Get out the microscope, because we’re going through this poem line-by-line.
Lines 2317-2332
I will not shut me from my kind,
And, lest I stiffen into stone,
I will not eat my heart alone,
Nor feed with sighs a passing wind:
What profit lies in barren faith,
And vacant yearning, tho' with might
To scale the heaven's highest height,
Or dive below the wells of Death?
What find I in the highest place,
But mine own phantom chanting hymns?
And on the depths of death there swims
The reflex of a human face.
I'll rather take what fruit may be
Of sorrow under human skies:
'Tis held that sorrow makes us wise,
Whatever wisdom sleep with thee.
- Well, now. It would seem that our Tenny is well on the road to recovery. He doesn't want to keep himself locked away from other people ("my kind")—he wants to be sociable.

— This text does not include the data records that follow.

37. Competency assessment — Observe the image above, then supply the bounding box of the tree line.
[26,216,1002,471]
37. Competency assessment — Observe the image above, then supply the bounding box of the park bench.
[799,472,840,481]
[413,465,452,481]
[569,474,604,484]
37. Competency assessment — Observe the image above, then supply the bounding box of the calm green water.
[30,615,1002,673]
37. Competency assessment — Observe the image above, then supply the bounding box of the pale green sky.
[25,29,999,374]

- If he doesn't engage with his fellow man, he apparently runs the risk of "stiffen[ing] into stone."
- This makes sense. The more he separates himself from others, the more solitary and set in his ways he'll become—like the crotchety old man who yells at kids to get off his lawn.
- The image of the stone nicely creates this picture of what the speaker could turn into.

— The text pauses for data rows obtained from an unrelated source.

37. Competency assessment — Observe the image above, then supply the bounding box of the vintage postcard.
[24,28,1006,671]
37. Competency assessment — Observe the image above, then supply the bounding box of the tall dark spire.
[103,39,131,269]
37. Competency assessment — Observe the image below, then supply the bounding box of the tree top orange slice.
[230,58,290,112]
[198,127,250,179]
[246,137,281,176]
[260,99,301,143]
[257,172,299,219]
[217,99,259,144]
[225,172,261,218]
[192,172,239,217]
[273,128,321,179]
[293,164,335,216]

- Instead, he recognizes that there's nothing to be gained from "barren faith" and "vacant yearning." So, wallowing in his doubt and yearning for Arthur to be alive again won't do anybody one bit of good.
- "Barren" and "vacant" work with the previous imagery of the stone to emphasize that his life could permanently be empty if he continues to wallow in his grief and not let anyone in.
- In the end, sorrow leads to wisdom. It seems to be part of that "eternal process" Tennyson mentioned before. He's continuing to put things within a more optimistic perspective.